Relyvrio Disease Interactions

The use of sodium phenylbutyrate may cause fluid retention in patients with congestive heart failure, renal dysfunction, or sodium retention with edema. Sodium phenylbutyrate is primarily excreted by the kidney and these patients may exhibit reduced excretion. Therapy with sodium phenylbutyrate should be administered cautiously in these patients. Monitoring plasma levels of ammonia, arginine, branched-chain amino acids and serum proteins to maintain within normal limits and glutamine to less than 1000 mcmol/L is recommended.

Sodium phenylbutyrate is primarily metabolized in the liver and kidney. Therapy with sodium phenylbutyrate should be administered cautiously in patients with liver disease. Monitoring plasma levels of ammonia, arginine, branched-chain amino acids and serum proteins to maintain within normal limits and glutamine to less than 1000 mcmol/L is recommended.

Sodium phenylbutyrate is a pro-drug and is rapidly metabolized to the active, phenylacetate. Neurotoxicity, including exacerbation of a preexisting neuropathy, has been reported with the use of intravenous phenylacetate. The acute onset and reversibility when the phenylacetate infusion was discontinued suggested a drug effect. Care should be exercised when prescribing sodium phenylbutyrate to patients at risk for neurotoxicity.

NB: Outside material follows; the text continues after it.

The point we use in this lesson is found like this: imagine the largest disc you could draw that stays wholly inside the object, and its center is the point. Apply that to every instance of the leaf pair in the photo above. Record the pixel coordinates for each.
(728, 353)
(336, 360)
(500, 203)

Sodium phenylbutyrate-taurursodiol contains taurursodiol, a bile acid. In patients with disorders that interfere with bile acid circulation, there may be an increased risk for diarrhea and patients should be monitored appropriately. Other conditions such as pancreatic insufficiency, intestinal malabsorption, or intestinal diseases that may alter the concentration of bile acids, may also lead to decreased absorption of this drug and its components. Consider consulting with a GI specialists with experience managing these GI disorders. Patients with disorders of enterohepatic circulation (e.g., biliary infection, active cholecystitis, etc.), severe pancreatic disorders (e.g., pancreatitis), and intestinal disorders that may alter concentrations of bile acids (e.g., ileal resection, regional ileitis, etc.) were excluded from clinical studies and there is no experience in patients with these conditions. Caution is advised.